Entre os cismáticos, há uma facção que aderiu ao comunismo, e outra que combate o comunismo.

E, assim, temos cristãos comunistas, cristãos panteístas, cristãos que não acreditam no Cristo-Deus, e assim por diante.

À vista disto, o que é que se pode chamar “Cristianismo”? Uma vaga crença num vago Deus.

Ou os Srs. Plínio Barreto e Plínio Salgado se resolvem a ser mais explícitos ou enquanto se referirem a “Cristianismo” como força salvadora, estarão afirmando uma coisa inteiramente inócua, sem a menor consequência na ordem concreta das coisas.

É bom que, em matéria religiosa, se resolvam ambos a ser um pouco menos antiliberais...

Dir-nos-á muito leitor que somos de um rigorismo de arame farpado, capaz de afastar todas as ovelhas que pretendam achegar-se ao aprisco.

Tanto o Sr. Plínio Barreto como o Sr. Plínio Salgado são pessoas que chegaram à sua atual situação, de simpatizantes com o Cristianismo, depois de um longo itinerário intelectual em que, certamente, terão sido grandes as dificuldades e duros os caminhos. “Per Crucem ad Lucem”; é só pela Cruz, isto é, pelo sofrimento, que se chega à verdade.

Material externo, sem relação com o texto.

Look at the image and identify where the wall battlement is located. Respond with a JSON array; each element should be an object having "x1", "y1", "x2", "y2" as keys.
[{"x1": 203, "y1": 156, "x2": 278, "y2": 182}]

Exatamente por isto não incriminamos nem a um nem a outro que se detenham por enquanto em um vago Cristianismo muito superior ao indiferentismo ou ao ceticismo da maior parte dos homens de sua geração.

Nosso intuito consiste, apenas, em tornar bem claro que, se um ou outro estudasse mais a fundo o Cristianismo e a situação religiosa do mundo contemporâneo, certamente veria que não é de seitas cismáticas ou de confissões heterodoxas que o Brasil pode esperar sua salvação. Rompendo com o erro, que é o agnosticismo, que é o indiferentismo, que é o ateísmo, é preciso que a ruptura seja total. A salvação que os dois ilustres escritores esperam para o Brasil não lhe pode vir senão da Igreja Católica, que é a única expressão autêntica da doutrina Cristã.

A civilização ocidental é filha da Igreja e só na Igreja, com a Igreja e pela Igreja se há de salvar.